Depending on how the documents are accessed, there are other ways such as foldering to modify access.
Thank you Gerold, Sathish, and Ruth. It's good that there can be different ways to accomplish what I wanted to do. I will need to do some experiments.
I have a follow-up question: how do I iterate through all the documents? Example:
Sweep jobs have a target object type, so the object tp emust be known to the CPE. So the answer is no you cannot use sweep jobs.
You could run over all documents and check against the case table, but this sounds inefficient to me. IMHO a custom program is in order, but that is pretty trivial I would say...
Thanks Gerold for confirming. That's why proxies or markings are more efficient.
The scope of your question describes is an textbook example of security changing based on a property change and that would normally be a marking in a marking set (as Gerold has already answered). Your value of 1 or 2 (or more) would be individually listed as markings and those markings are then attached to your security groups. Changing the value changes the resultant marking that is evaluated which in turn changes the security on the object. The downside is that markings are a domain wide setting and they can become complex to manage for large sets of changing choices. You've only indicated a small part of the problem with no volume or timeline for the changes in your question.

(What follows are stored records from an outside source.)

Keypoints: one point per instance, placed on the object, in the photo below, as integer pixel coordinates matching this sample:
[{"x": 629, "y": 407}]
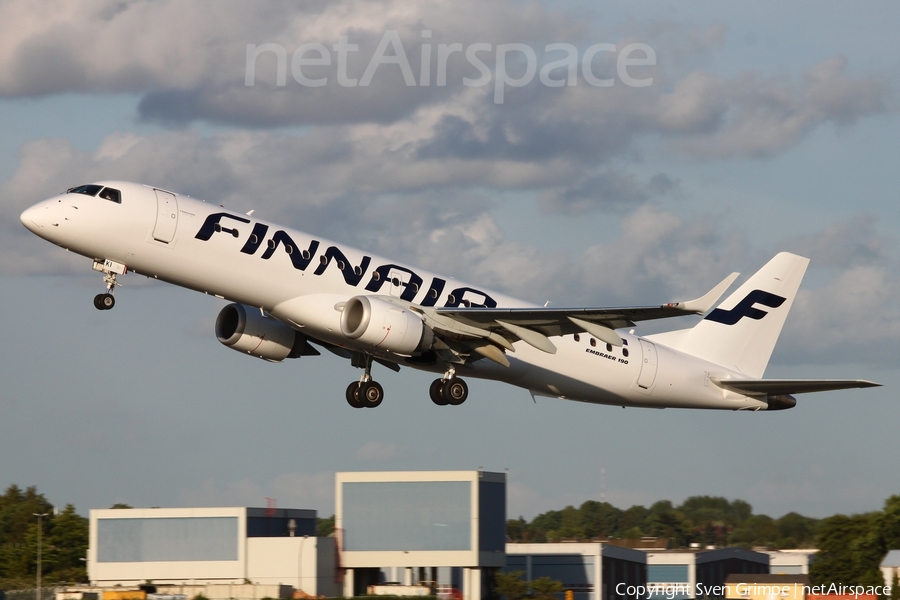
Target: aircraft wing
[
  {"x": 790, "y": 386},
  {"x": 535, "y": 325}
]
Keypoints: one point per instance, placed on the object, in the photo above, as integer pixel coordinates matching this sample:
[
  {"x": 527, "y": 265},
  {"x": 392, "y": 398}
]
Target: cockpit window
[
  {"x": 88, "y": 190},
  {"x": 113, "y": 195}
]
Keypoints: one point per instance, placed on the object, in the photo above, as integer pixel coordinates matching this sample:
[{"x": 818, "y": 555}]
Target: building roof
[
  {"x": 891, "y": 559},
  {"x": 766, "y": 578}
]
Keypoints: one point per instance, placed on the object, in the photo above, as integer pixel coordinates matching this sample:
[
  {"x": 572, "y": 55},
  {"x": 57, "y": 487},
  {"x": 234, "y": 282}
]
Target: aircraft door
[
  {"x": 648, "y": 365},
  {"x": 398, "y": 281},
  {"x": 166, "y": 216}
]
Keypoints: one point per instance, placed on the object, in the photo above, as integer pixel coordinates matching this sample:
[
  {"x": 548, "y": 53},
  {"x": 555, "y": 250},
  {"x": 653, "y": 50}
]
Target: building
[
  {"x": 591, "y": 571},
  {"x": 686, "y": 573},
  {"x": 440, "y": 527},
  {"x": 790, "y": 562},
  {"x": 762, "y": 586},
  {"x": 217, "y": 546}
]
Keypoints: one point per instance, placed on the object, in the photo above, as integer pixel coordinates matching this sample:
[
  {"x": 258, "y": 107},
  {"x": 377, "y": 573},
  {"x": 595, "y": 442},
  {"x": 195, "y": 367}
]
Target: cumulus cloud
[
  {"x": 427, "y": 163},
  {"x": 291, "y": 490},
  {"x": 377, "y": 451},
  {"x": 446, "y": 226}
]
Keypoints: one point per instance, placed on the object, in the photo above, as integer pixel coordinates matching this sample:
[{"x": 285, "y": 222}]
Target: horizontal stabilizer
[{"x": 774, "y": 387}]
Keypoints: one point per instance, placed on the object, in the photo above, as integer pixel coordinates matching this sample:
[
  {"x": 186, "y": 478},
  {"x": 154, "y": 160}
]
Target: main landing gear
[
  {"x": 111, "y": 270},
  {"x": 366, "y": 393},
  {"x": 448, "y": 390}
]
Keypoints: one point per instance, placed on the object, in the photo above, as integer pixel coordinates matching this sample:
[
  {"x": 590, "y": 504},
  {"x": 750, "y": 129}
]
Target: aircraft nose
[
  {"x": 36, "y": 218},
  {"x": 29, "y": 218}
]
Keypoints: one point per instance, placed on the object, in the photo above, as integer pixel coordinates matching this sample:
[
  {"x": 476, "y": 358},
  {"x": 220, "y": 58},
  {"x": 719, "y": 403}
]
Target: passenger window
[
  {"x": 112, "y": 195},
  {"x": 87, "y": 190}
]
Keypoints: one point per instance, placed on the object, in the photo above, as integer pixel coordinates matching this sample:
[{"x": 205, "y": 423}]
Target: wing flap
[
  {"x": 559, "y": 321},
  {"x": 790, "y": 386}
]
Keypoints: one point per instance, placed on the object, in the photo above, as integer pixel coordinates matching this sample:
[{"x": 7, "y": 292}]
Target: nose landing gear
[
  {"x": 366, "y": 393},
  {"x": 111, "y": 270},
  {"x": 448, "y": 390}
]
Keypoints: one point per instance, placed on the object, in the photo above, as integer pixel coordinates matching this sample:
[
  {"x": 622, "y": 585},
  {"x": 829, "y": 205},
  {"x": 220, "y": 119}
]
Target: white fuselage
[{"x": 207, "y": 248}]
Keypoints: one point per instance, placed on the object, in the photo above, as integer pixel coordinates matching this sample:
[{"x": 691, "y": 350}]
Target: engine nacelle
[
  {"x": 246, "y": 330},
  {"x": 385, "y": 325},
  {"x": 780, "y": 402}
]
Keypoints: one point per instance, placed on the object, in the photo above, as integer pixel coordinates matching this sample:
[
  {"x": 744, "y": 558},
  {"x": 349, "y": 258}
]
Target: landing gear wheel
[
  {"x": 436, "y": 391},
  {"x": 455, "y": 391},
  {"x": 104, "y": 301},
  {"x": 353, "y": 395},
  {"x": 371, "y": 394}
]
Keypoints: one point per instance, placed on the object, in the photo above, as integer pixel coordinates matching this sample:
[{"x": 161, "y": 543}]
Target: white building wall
[
  {"x": 126, "y": 573},
  {"x": 305, "y": 563},
  {"x": 790, "y": 562}
]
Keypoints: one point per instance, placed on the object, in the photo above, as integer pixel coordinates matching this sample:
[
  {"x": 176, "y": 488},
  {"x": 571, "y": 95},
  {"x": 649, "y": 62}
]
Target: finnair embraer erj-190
[{"x": 290, "y": 288}]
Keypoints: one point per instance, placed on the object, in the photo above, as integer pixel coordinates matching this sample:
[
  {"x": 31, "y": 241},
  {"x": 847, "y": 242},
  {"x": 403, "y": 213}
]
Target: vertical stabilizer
[{"x": 741, "y": 332}]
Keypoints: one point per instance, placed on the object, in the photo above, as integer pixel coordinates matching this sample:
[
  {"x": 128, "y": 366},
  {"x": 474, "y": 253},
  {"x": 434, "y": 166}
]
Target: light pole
[{"x": 40, "y": 517}]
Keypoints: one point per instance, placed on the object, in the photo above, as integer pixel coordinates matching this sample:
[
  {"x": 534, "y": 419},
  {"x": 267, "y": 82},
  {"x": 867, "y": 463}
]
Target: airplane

There's also an answer from Sathish about Security Proxies, where your documents point to another object and inherit their security from that object, effectively proxying your security (or parts of it) from something else. You change the security of the single proxy and all objects that point to it are changed. That approach would also need an event handler to change the target object your documents point at when the value changes as well as some data model that allows you to identify which object to point to for each possible value. "if value is 1 point to this thing, if value is 2 point to this other thing etc".
Both approaches are simple and work immediately when the value is changed. In both cases you change either the marking security or the proxy security and all objects affected by that approach immediately have different security applied. So one change and everything else changes.
You could also use Roles as they're abstracted security setting that different objects point to. Changing the permissions in a role is more complicated than a marking and probably the same difficulty as a security proxy. There are a lot more concepts involved in a role so they're probably the most complex approach as there are more things you can do beyond what you've asked.
Marking require no code to meet your original question. Roles and security proxies would need some event handler to assign the correct proxy or role when the value is initialised and if the value changed. Markings require a base security model that understands that markings remove permissions if you don't have access, not add to them.
It's unlikely that a single approach works for everything or is sufficient for that one requirement. You may find that some classes of documents work well with Markings, others classes work well with a security proxy and still more need or work well with Roles. You may find that you allocate default security on creation, assign a security proxy or a role to accumulate some additional permissions, use a security policy to apply administrative controls that can't be changed, as well as use a marking to remove visibility based on property values. That's a model I use a lot.
Yes, you are right:
Thanks for your detailed discussion on this topic.